PostgreSQL (AWS RDS) - Scale up

Hi, actually we have temporal.io running on AWS RDS PostgreSQL 13.7, and we are fronting some bottlenecks with history_node table elevating our CPU cost drastically.

If possible, can you guys give me some insights to solve this problem?

Below we have some metrics collected at high load time.

SELECT’s: 6345/min
INSERT’s: 15685/min
DELETE’s: 758/min (14589 rows/min)

Observation: Our project are going to add many times this workload.

Row Octet Size

MIN: 246 (246 B)
AVG: 5613 (5.48 KB)
MAX: 73538 (71.81 KB)

We notice that is generating too much toast data.

If we isolate this inserts event type at AWS performance insight, we can find these values.

LWLock:WALWrite: 58%
IO:WALSync: 24%
CPU: 9%
Client:ClientRead: 9%

Can you guys help me to remove that bottleneck and scale up temporal application?

1 Like

Can you show your persistence requests:

sum by (operation) (rate(persistence_requests[1m]))

and check for “UpdateWorkflowExecution” operation.

Also can you share the DB instance type, the number of CPUs, and memory size set for your db?

Hi, @tihomir.
Thank you for your answer.

Now my instance is an AWS RDS m5.2xlarge with 8 vCPU and 32 GB of RAM.

Bellow I have a print showing persistence_requests by operation.

Bellow we have a print exclusive of UpdateWorkflowExecution.

Hello @natan.araujo, I’m seeing something similar using the same RDS Postgres, did you managed to find the bottleneck ?
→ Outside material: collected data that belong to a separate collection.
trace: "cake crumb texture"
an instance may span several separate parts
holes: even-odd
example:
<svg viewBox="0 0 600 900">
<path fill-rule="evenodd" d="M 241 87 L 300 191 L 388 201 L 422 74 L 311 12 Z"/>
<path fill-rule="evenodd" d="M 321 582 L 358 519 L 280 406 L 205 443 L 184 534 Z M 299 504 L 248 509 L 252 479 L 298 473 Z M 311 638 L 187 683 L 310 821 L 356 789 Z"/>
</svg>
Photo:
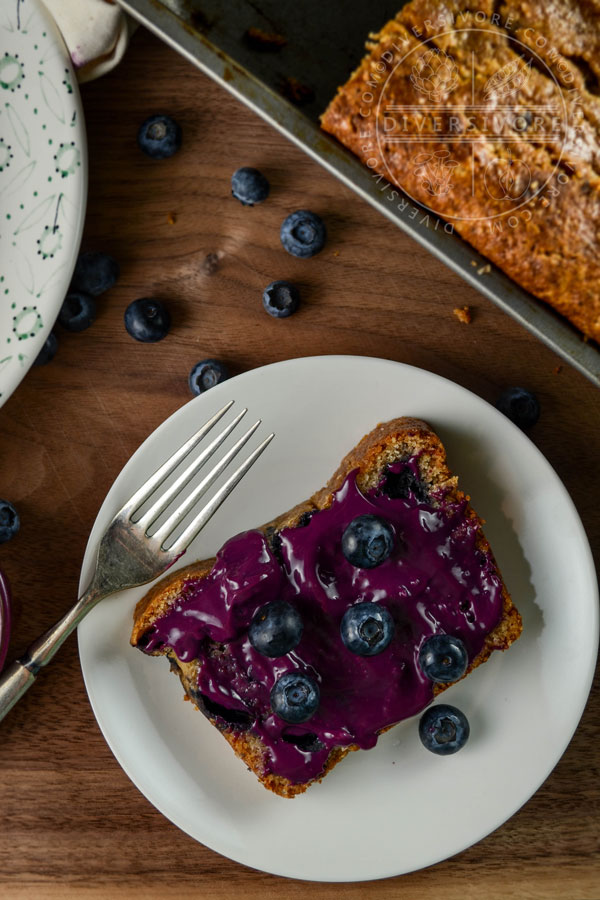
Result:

In my case, sometimes, we have more than 40KB per line in history_node, so PostgreSQL uses toast to store data and this is bad on some scenarios.

After 2000B PostgreSQL writes data to toast and compress it.

Cons:
Every time pg have to write full page at wal log even if tuple it is not related chunk.
In my comprehension, if you have a page with 2 chunks of id1 and 2 chunks of id2, and you updated only id1, pg will write id2 chunks at wal log too and because of that generates to much IOWAL WRITE and WALWRITE LOCK.
Cant read data without decompress, even partially (I’m at pg13 and can’t).

Hey @natan.araujo did you find any solution to this?

Even I see this issue. The pattern I see between problematic and non-problematic clusters in our setup is that the pg_statistic and pg_toast tables have too many dead tuples in the problematic clusters. This doesn’t exist in other clusters.